Ma che cos’è la terapia genica? È la nuova risposta, ancora in gran parte da verificare, che la ricerca medica sta cercando alla cura delle malattie ereditarie. Una volta individuato il gene malato responsabile di una di queste patologie, si procede alla sua sostituzione con una copia sana. Per trasportare i geni correttivi direttamente nel nucleo della cellula malata bisogna però ricorrere a dei vettori. E attualmente sono proprio i virus, e in particolare quelli del raffreddore, le navette utilizzate per far arrivare il gene a destinazione. Ma gli effetti scatenati da questi agenti patogeni una volta inseriti in un organismo malato sono ancora poco prevedibili. Per capire quale sia lo stato attuale della ricerca e i rischi connessi a tale trattamento Galileo ha intervistato Bruno Dallapiccola, presidente della Società Italiana di Genetica Umana (http://sigu.uniroma2.it) e direttore della cattedra di genetica medica all’Università La Sapienza di Roma.

Quali sono i rischi della terapia genica?

“Innanzitutto bisogna dire che non esistono al mondo casi di guarigione dovuti a questi trattamenti”, risponde il genetista italiano. “Per questo motivo chi decide di sottoporsi alla terapia genica per sopravvivere deve assolutamente assumere altri farmaci. Attualmente i veicoli utilizzati per trasportare i geni sani all’interno di una cellula malata sono i virus. Ma ci sono delle controindicazioni. Il Dna dei virus, infatti, non ha la stessa struttura di quello delle cellule e perciò, nel lungo periodo, ci possono essere delle complicazioni”.

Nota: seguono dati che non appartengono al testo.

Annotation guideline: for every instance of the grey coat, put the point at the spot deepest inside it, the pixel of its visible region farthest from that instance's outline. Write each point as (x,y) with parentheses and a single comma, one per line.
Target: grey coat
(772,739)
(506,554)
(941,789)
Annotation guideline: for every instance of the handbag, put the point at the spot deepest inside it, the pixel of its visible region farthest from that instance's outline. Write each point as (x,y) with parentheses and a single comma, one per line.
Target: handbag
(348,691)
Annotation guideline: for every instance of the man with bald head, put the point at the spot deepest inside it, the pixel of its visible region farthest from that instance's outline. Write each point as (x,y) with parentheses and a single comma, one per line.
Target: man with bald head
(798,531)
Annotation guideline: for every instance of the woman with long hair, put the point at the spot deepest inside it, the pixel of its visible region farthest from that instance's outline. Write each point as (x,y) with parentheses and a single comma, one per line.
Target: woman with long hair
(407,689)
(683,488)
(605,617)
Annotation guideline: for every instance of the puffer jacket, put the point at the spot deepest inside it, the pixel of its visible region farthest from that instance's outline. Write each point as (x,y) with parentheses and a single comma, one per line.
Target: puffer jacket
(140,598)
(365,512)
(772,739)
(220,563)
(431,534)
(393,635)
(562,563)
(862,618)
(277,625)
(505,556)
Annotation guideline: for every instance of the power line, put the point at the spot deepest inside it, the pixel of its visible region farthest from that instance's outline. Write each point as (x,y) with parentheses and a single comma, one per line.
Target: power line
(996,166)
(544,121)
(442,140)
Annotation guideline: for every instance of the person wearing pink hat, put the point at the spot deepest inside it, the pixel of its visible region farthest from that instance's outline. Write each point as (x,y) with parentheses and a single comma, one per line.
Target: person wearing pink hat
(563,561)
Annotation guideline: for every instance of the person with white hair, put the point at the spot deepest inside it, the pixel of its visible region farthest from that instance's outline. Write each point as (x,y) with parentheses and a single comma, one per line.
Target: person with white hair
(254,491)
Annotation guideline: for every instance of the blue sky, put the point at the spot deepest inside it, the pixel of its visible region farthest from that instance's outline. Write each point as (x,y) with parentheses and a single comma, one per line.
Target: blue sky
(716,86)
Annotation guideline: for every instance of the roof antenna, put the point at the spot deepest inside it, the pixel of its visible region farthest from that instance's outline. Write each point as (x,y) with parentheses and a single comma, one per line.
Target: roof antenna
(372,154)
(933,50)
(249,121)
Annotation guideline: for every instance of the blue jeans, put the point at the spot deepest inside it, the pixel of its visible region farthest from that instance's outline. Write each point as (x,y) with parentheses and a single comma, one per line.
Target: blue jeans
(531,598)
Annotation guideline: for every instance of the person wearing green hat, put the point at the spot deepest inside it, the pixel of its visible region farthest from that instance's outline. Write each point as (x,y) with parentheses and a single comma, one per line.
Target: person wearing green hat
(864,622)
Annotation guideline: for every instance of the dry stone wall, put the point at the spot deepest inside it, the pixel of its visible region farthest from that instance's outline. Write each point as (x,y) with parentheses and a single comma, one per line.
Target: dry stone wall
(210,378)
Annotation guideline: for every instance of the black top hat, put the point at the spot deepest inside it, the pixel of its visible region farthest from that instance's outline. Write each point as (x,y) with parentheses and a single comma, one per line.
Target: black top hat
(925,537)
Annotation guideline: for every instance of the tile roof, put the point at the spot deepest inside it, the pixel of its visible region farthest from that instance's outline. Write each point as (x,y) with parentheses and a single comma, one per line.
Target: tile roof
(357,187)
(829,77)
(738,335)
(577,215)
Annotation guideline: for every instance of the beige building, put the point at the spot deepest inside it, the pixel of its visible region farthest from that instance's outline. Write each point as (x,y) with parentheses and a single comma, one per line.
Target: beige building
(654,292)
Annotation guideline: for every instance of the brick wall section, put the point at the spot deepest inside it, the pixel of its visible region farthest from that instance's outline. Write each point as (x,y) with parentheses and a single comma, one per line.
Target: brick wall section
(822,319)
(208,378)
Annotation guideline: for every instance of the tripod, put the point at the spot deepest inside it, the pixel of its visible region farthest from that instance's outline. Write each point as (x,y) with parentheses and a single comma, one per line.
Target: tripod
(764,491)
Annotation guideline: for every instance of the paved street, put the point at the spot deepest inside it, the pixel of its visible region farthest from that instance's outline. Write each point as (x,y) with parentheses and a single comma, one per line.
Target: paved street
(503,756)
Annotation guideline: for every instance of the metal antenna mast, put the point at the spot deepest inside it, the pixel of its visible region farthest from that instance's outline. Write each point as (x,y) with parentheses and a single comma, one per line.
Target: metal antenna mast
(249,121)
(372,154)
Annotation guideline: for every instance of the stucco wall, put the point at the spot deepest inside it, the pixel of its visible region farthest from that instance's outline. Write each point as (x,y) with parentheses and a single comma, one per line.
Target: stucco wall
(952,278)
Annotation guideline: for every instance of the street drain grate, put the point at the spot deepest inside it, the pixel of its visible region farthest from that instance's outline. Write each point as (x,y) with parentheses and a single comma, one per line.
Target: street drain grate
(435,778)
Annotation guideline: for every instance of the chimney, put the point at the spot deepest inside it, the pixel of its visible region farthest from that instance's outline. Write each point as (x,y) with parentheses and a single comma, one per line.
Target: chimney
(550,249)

Esistono altri metodi per trasportare i geni?

“Sì, ma non sono efficaci. Per esempio i liposomi, delle palline di grasso che grazie al fenomeno dell’endocitosi, vengono inghiottite dal sistema cellulare. Questo metodo è totalmente innocuo per l’organismo ma i liposomi non sempre riescono a compiere il loro lavoro in modo completo”.

Qual è, allora, il futuro della terapia genica?

“La strada da percorrere è quella della cosiddetta “ricombinazione omologa”, il procedimento tipico della maturazione dei gameti, le cellule germinali proprie degli organismi a riproduzione sessuale. Tale tecnica, che però non può essere utilizzata sempre, prevede la creazione di copie sane di pezzi malati del Dna che non vengono modificati ma sostituiti. Infatti, introducendo migliaia di queste sequenze nei sistemi cellulari alterati, può accadere che queste si uniscano occasionalmente con la parte corrispondente del Dna malato. Ciò consente uno scambio spontaneo di dati che permette alla sequenza sana di sostituire quella malata. Finora però la ricombinazione omologa è stata sperimentata con ottimi risultati solamente in provetta”.

Ci sono differenze nel campo della ricerca tra Europa e Stati Uniti?

“Sì, e gli americani sono decisamente avanti. Basti pensare che il 95 per cento dei protocolli di terapia genica nel mondo sono statunitensi. Un dato significativo se si considera che negli Usa, a causa delle molte leggi che tutelano la privacy del cittadino, le sperimentazioni sono più difficili da realizzare. Ciò vuol dire che esiste una grande differenza di capitali investiti. In particolare in Italia, dove il lavoro principale si svolge al San Raffaele di Milano, la ricerca è penalizzata dal sistema sanitario che stanzia pochissimi fondi”.